Autrefois, ces boîtes contenaient des trésors archéologiques dans le musée d’histoire locale, aujourd’hui désaffecté. Dans ce monde flottant, rien n’est dit sur la destruction de la maternité, le déplacement de la bibliothèque ou la fin du musée. Nous ne saurons pas non plus, même si nous pouvons nous en douter, pourquoi les enfants sont morts. L’auteure ne laisse effleurer que poésie, douceur et sourire dans ce deuil partagé par toute une communauté.

petites boites yoko ogawa
© Chad Greiter (Unsplash : https://unsplash.com/@cgreiter)

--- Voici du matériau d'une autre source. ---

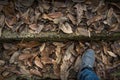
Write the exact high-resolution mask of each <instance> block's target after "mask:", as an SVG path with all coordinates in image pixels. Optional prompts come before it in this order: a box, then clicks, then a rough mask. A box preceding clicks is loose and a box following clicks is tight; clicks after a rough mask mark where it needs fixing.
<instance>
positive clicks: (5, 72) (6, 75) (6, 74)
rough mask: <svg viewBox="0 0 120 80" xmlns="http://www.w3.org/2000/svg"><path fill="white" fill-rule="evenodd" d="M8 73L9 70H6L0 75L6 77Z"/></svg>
mask: <svg viewBox="0 0 120 80" xmlns="http://www.w3.org/2000/svg"><path fill="white" fill-rule="evenodd" d="M9 74H10V72H8V71H4V72H2V76H3V77H7V76H8V75H9Z"/></svg>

Ce roman a l’allure d’un conte et les personnages sont des trésors de bizarrerie et de sensibilité. Monsieur Baryton, ancien conservateur du musée, ne s’exprime qu’en chantant. Chaque jour, il amène à la narratrice des lettres à traduire de sa bien-aimée, cloîtrée dans une maison de repos. Lui ne peut lire ces caractères de plus en plus petits qui couvrent les pages en long, en large et en diagonale.

« Vous connaissez les petites choses mieux que personne. Ici, autrefois, c’était le paradis des enfants. Ils sont le symbole de ce qui est petit. Vous en êtes la gardienne. »

Mais il y a aussi la cousine qui ne lit que des auteurs morts, la patronne de la blanchisserie qui vient faire de la gymnastique sur l’aire de jeux de l’école maternelle, la coiffeuse ou le dentiste qui façonnent de minuscules instruments de musique avec des os, des fragments d’ongle et des cheveux d’enfants. Chacun s’affaire à trouver des instants de bonheur pour contrer le deuil et l’abandon.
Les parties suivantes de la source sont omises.